Things have gotten so bad that industry lobbyist PhRMA, recently referred to as “a multi-armed octopus” by one Republican congressman because of its lobbying practices on Capitol Hill, boosted its lobbying budget for 2003 by 23 percent, to $150 million, according to The New York Times. Saying the industry was “on the defensive, facing a ‘perfect storm'” of resistance, PhRMA reportedly earmarked additional millions to lobby the Food and Drug Administration, state governments, Congress and to fight Canadian drug imports. According to a PhRMA document reported by The Times, $1 million will reportedly go to developing “a standing network of economists and thought leaders to speak against federal price control regulations” in op-ed pieces, articles and testimony. (They have not yet contacted me as a thought leader, however – I must be thinking too clearly.)
As America’s big businesses, health insurance companies and politicians take their shots at the pharmaceutical industry, care must be taken not to kill the industry with its well-deserved comeuppance. We are now dependent for our future health on an industry that, while it has demonstrated little interest in our health, is the only pharmaceutical industry we have. Ours is a free enterprise model of pharmaceutical manufacturing and marketing and profit is its heart. Reducing industry profits too much in order to reduce prescription drug costs risks killing the goose that keeps laying golden miracle drugs. As the industry is forced to function more like a corporate citizen motivated by patient interests and less like a ticket scalper, it may lose some of its ability to make the next great drug. We are potentially cursed by the remedy to the curse of high drug costs.

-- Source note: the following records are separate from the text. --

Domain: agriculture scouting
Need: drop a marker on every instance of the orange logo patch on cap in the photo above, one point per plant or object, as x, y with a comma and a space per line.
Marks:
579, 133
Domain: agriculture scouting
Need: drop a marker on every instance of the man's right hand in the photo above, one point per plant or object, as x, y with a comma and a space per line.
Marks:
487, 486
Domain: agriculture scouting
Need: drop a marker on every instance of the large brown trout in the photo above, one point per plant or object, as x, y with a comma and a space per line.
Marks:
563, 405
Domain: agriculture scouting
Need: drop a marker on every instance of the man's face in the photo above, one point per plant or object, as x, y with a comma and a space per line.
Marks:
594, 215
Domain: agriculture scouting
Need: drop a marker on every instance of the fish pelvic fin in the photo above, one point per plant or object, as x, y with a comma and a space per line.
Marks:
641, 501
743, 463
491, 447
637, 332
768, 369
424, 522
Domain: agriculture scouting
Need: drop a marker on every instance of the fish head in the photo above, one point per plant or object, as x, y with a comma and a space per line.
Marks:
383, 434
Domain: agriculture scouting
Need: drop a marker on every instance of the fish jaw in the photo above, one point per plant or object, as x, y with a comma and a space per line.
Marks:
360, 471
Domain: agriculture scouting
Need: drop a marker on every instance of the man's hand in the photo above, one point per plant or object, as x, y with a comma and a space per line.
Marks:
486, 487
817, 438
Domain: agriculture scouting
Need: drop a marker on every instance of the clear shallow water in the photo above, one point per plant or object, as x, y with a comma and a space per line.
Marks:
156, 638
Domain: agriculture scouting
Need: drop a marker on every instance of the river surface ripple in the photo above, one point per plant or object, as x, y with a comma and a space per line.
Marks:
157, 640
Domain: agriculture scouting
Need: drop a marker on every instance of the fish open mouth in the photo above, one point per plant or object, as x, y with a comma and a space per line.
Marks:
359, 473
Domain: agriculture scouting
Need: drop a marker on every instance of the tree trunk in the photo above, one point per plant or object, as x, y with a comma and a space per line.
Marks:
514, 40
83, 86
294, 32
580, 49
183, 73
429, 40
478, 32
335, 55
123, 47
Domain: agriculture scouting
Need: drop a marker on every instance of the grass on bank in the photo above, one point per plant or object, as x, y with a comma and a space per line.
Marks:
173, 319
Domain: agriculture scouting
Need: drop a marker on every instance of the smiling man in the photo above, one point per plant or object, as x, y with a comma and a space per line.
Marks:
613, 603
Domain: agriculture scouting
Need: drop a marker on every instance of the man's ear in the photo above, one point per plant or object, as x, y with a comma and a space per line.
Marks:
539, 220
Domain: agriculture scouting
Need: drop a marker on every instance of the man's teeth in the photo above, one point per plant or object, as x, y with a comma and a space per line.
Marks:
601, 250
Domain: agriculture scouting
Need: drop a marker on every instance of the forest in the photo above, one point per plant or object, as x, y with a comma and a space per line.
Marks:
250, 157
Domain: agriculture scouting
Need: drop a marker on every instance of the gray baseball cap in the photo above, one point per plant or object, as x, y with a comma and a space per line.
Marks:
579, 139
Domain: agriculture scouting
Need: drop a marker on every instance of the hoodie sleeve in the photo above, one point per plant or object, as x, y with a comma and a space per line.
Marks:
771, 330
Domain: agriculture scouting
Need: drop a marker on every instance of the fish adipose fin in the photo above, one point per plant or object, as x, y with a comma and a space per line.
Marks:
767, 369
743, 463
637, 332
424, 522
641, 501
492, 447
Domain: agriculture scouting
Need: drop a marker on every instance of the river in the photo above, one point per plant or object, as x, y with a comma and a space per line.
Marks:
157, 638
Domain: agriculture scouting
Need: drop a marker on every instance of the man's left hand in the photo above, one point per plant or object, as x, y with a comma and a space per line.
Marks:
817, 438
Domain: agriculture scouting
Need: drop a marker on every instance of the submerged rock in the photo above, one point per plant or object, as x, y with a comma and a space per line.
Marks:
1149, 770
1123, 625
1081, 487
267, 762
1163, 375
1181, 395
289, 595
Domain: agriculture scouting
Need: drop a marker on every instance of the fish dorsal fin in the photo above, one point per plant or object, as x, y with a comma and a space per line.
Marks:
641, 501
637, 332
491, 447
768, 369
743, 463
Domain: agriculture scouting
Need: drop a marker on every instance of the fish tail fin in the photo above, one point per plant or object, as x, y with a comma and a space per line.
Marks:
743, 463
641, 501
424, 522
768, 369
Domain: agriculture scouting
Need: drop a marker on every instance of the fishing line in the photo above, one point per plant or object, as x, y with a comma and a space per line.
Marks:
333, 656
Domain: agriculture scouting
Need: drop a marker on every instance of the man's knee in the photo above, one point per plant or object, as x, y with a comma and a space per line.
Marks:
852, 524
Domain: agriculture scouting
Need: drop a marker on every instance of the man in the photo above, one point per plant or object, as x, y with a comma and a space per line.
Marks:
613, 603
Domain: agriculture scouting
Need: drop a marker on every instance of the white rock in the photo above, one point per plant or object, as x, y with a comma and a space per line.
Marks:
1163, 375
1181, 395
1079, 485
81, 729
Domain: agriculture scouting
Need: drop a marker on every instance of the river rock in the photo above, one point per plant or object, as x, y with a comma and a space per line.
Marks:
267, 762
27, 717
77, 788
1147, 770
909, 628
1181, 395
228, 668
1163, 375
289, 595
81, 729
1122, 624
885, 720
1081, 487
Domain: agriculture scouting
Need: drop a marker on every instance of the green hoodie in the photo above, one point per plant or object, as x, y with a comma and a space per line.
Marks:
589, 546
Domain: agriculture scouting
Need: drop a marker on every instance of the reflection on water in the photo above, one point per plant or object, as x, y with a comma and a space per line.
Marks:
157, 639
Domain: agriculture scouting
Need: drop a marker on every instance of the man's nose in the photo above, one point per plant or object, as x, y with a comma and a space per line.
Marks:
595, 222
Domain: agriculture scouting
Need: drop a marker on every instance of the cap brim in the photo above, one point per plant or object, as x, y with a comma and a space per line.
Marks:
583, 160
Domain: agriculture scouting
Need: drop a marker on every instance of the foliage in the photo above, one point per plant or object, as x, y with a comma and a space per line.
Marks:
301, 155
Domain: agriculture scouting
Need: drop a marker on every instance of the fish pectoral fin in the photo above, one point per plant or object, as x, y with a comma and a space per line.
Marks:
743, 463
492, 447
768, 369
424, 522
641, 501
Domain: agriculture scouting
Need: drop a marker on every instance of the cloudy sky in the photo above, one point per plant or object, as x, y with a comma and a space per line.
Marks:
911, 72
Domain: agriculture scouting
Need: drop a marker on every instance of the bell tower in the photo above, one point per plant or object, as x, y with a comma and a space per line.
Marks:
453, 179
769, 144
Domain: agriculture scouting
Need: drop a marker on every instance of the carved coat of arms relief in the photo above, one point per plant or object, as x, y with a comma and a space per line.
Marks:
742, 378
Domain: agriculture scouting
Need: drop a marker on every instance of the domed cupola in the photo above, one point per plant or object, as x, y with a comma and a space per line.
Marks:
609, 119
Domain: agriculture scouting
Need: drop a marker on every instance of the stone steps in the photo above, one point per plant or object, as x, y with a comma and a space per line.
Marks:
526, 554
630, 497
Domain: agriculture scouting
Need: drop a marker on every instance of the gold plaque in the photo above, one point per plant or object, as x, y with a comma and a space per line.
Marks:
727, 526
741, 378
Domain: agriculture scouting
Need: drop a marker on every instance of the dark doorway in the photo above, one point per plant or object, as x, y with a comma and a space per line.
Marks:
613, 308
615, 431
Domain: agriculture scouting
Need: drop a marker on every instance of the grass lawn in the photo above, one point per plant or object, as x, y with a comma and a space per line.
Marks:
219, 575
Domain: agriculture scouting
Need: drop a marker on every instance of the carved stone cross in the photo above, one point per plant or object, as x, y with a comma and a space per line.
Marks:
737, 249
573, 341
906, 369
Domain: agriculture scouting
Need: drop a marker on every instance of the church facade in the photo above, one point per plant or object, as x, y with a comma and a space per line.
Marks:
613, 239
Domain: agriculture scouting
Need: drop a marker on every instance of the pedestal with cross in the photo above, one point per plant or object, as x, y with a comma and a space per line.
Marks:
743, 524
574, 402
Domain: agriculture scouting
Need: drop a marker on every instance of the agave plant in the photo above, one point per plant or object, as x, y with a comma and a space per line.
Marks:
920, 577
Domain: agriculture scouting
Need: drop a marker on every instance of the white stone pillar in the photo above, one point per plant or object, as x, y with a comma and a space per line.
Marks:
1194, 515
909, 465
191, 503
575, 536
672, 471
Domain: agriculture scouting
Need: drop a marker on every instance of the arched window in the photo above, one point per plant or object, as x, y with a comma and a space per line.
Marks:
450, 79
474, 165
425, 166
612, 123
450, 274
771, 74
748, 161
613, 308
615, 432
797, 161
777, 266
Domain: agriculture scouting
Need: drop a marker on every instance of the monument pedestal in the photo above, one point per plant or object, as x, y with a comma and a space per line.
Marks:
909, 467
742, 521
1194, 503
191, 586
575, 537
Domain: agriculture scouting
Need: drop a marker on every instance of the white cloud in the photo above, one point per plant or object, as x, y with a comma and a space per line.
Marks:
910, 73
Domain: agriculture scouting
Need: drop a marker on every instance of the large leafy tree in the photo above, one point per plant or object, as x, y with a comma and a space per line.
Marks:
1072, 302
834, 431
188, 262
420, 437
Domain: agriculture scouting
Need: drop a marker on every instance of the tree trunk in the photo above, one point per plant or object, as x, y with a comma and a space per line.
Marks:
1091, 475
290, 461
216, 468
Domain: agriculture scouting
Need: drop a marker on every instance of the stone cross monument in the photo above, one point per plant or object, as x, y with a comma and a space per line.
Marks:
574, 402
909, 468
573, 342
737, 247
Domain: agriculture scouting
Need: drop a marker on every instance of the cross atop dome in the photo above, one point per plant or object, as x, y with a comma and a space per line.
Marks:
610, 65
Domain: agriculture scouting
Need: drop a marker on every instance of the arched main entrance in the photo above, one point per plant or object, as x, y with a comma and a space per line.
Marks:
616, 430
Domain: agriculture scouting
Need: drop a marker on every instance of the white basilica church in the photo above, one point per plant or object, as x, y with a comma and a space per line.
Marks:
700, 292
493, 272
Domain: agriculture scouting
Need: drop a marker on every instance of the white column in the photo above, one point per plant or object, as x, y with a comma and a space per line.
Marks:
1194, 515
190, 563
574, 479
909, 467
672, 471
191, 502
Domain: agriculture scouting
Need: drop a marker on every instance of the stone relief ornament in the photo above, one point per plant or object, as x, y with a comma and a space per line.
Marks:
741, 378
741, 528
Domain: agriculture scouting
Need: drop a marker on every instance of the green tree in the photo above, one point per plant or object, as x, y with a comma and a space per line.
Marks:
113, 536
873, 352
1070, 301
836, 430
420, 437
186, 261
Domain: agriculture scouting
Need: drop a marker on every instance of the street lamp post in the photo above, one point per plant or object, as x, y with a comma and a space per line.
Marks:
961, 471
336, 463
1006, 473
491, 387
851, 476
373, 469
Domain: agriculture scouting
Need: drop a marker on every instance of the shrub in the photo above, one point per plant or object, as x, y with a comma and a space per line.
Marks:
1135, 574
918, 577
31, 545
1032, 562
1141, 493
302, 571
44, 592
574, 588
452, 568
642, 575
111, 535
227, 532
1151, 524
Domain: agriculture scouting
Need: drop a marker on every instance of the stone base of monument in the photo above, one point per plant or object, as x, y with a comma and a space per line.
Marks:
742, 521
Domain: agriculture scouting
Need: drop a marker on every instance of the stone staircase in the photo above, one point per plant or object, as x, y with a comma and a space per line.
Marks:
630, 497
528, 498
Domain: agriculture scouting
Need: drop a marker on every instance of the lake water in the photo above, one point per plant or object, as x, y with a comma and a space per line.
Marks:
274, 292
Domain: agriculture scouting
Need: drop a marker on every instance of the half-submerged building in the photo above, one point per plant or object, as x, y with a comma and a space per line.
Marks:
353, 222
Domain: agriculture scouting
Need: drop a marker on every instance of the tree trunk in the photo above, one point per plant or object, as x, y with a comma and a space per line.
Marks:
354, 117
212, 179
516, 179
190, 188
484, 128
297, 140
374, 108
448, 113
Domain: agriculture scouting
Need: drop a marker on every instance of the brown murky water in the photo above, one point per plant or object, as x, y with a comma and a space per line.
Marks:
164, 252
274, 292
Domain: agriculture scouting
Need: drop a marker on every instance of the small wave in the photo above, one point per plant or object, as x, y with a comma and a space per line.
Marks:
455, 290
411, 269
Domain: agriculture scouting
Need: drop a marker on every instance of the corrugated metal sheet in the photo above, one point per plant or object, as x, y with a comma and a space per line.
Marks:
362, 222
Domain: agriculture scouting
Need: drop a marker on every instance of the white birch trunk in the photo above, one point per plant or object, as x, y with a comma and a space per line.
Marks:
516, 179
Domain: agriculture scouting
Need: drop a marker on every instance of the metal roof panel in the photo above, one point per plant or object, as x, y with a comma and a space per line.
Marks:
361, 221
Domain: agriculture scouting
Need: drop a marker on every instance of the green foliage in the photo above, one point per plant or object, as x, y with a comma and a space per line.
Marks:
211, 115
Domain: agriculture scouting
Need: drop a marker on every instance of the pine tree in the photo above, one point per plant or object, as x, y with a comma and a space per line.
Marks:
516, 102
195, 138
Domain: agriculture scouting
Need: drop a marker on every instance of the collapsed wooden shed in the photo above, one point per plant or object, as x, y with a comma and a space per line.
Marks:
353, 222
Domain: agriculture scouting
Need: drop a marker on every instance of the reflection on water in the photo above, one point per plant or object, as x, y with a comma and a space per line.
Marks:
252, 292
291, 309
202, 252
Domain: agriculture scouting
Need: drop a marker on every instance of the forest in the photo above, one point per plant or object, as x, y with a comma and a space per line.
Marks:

The real answer to this dilemma is for the pharmaceutical industry to reinvent itself in an economically viable model of social responsibility. It needs to prove that our prescription drug care can safely be left to an industry run for the principal purpose of making profit and improving stock prices. It needs a corporate conscience. Otherwise it runs the risk of being dismembered by its growing number of desperate and infuriated enemies. Our future is in its hands; if it continues to run socially and economically amok we will all keep taking our pieces out of the industry’s financial hide, its profits will dry up, and the dollar drive to invent new wonder drugs will be lost. Then who will make our prescription drugs for us? The Department of Defense, perhaps?
Erik Steele, D.O. is a physician in Bangor, an administrator at Eastern Maine Medical Center, and is on the staff of several hospital emergency rooms in the region.